Aluminum body panels were once reserved for high-dollar sports cars, but the next-generation of Ford ’s F-Series trucks will reportedly use the lightweight material in order to comply with stricter fuel economy regulations.
According to sources familiar with the project, Ford ’s next-generation of F-Series pickup trucks will utilize aluminum for most its body panels, including doors and fenders. The next-generation F-Series – dubbed P552 – is scheduled to launch in 2014.
Ford isn’t commenting on the rumors, but the move would keep in line with the company’s overall strategy of reducing vehicle weight by up to 700 pounds by 2019.

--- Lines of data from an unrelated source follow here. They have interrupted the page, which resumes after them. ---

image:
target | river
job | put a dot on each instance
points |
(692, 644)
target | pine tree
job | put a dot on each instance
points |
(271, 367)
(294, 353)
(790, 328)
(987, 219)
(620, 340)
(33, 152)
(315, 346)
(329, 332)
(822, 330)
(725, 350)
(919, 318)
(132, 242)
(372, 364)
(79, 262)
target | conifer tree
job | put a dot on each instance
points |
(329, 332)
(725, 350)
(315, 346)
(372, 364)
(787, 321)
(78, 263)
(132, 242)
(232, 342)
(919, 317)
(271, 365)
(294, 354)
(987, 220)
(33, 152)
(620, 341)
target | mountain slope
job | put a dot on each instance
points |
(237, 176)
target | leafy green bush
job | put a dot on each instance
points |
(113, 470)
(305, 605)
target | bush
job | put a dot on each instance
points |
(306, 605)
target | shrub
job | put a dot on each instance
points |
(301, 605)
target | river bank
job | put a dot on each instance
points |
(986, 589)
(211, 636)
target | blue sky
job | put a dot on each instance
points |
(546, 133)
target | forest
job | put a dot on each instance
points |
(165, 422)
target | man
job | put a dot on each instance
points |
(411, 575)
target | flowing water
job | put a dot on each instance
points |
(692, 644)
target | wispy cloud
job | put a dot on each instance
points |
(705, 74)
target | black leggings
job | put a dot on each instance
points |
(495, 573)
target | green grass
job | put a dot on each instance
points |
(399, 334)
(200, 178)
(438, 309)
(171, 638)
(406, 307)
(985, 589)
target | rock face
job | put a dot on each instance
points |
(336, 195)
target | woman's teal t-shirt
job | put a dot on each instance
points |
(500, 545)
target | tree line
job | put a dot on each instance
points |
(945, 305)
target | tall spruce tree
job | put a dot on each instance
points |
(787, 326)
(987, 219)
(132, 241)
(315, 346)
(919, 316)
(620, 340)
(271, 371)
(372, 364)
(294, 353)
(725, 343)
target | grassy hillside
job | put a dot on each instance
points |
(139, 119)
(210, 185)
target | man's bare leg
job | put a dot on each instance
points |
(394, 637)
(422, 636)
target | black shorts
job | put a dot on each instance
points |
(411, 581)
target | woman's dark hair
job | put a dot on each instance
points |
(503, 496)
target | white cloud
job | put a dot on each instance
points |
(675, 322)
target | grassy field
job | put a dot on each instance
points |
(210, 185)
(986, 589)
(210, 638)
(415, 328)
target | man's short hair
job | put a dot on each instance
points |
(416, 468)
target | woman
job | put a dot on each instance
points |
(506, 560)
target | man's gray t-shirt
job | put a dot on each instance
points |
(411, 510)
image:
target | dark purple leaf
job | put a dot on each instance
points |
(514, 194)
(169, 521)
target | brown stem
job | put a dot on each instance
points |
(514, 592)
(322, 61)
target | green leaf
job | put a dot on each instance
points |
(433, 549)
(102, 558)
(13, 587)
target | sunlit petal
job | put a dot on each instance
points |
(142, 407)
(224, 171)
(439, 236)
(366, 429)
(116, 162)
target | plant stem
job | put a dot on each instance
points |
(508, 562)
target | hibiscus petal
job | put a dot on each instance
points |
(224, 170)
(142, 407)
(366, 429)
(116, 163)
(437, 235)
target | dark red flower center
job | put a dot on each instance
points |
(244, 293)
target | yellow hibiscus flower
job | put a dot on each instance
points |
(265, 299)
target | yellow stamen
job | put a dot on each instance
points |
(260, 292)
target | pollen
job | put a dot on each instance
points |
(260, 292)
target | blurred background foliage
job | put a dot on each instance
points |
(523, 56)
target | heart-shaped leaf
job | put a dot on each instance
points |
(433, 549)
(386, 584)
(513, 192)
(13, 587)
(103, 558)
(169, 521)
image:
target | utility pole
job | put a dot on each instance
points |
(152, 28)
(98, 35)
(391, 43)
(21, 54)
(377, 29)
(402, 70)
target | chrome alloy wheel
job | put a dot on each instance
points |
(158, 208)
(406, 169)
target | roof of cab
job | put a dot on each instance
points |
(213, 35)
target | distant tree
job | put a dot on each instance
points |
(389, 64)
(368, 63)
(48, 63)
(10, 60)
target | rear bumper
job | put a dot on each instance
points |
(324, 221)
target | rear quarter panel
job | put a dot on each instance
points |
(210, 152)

“We know our customers, and it’s all about the truck being a tool and they want it to be more productive and more efficient,” says Doug Scott, Ford’s truck marketing manager. “So we have to keep moving the needle if we want to be king of hill. We’re always looking at all the ways of doing that going forward and we have a great strategy.”
Yea, Ford has used aluminum hoods since the 1997 model year. Aluminum can dent very easy if not reinforced and/ or with a mastic backing to improve rigidity, and it's more expensive too. It wont rust, but it can corrode, but the F-150 is pretty heavy and sure can stand to loose some weight for sure. I can't imagine a 2016 or '18 vehicle coming out in 2014 though, it doesn't seem to make much sense.
A brand new Ford hood for my '04 Expy was over $1200 to replace. A small dent int he center and the Ford body shop said it was unrepairable. Can anyone imagine the overall cost increase that these trucks will have?
How many of you have noticed a white mail truck with dents and dings on the body panels? It's all aluminum.
The US Navy and US Coast Guard have been using aluminum on the superstructures on warships for decades with great results. No rust, lightweight and very spendy to replace as it's not really repairable.
The hood on our old 90 town car was aluminum... They can still corrode, especially if your state uses that brine crap on the roads and you have a defect in the paint. My neighbor has a first gen Expy that is corroded up pretty good.
Ford has used aluminum hoods on F150's and the SUV's since 97. The rear hatch is also aluminum on the Expy and Ford makes a lot of the supports out of magnesium along with the transfer cases which also are magnesium and have been since the 80's.
Sounds like cost will go up as well! They are talking about saving weight, have they ever thought about making the truck smaller, more like they used to be, they are so huge now! The bed's are also very deep, you could probably save all that weight by bringing the trucks dimensions back down to non-bloated status!
The problem with repairing an aluminum part like a hood is that it's not very rigid and the repair starts to become large because it's hard to feather the ends of the repair. Aluminum can be tig welded, but not a lot of body shops weld aluminum. The the shop I work at sends tig welding to the welding shop down the street from us, but mostly we replace torn aluminum parts. Aluminum is not a bad thing if the parts are engineered and made right.
I think there is a ton of money to be made in aluminum body panel repair. This has bothered me from the first time i heard it, you get a dent in your aluminum hood and the body shop says "can't be fixed" .... not true. It isn't that it can't be fixed, it just cant be fixed with conventional methods.
eventually someone will pick up the ball and run with it, but for now they seem to be content with soaking their customers for $1200 hoods.
Have you guys ever seen a repair bill for an Audi A8? That car is almost 100% aluminum. Insurance companies are more than happy to total those cars versus repair them for the cost of repairing aluminum. Aluminum is repairable, but it's much harder to work with. From what I understand, it's difficult to weld, you have a narrow temperature band in which you can weld in, it doesn't cherry-up like normal steel does to give you a warning that you're burning hot, and it likes to burn through.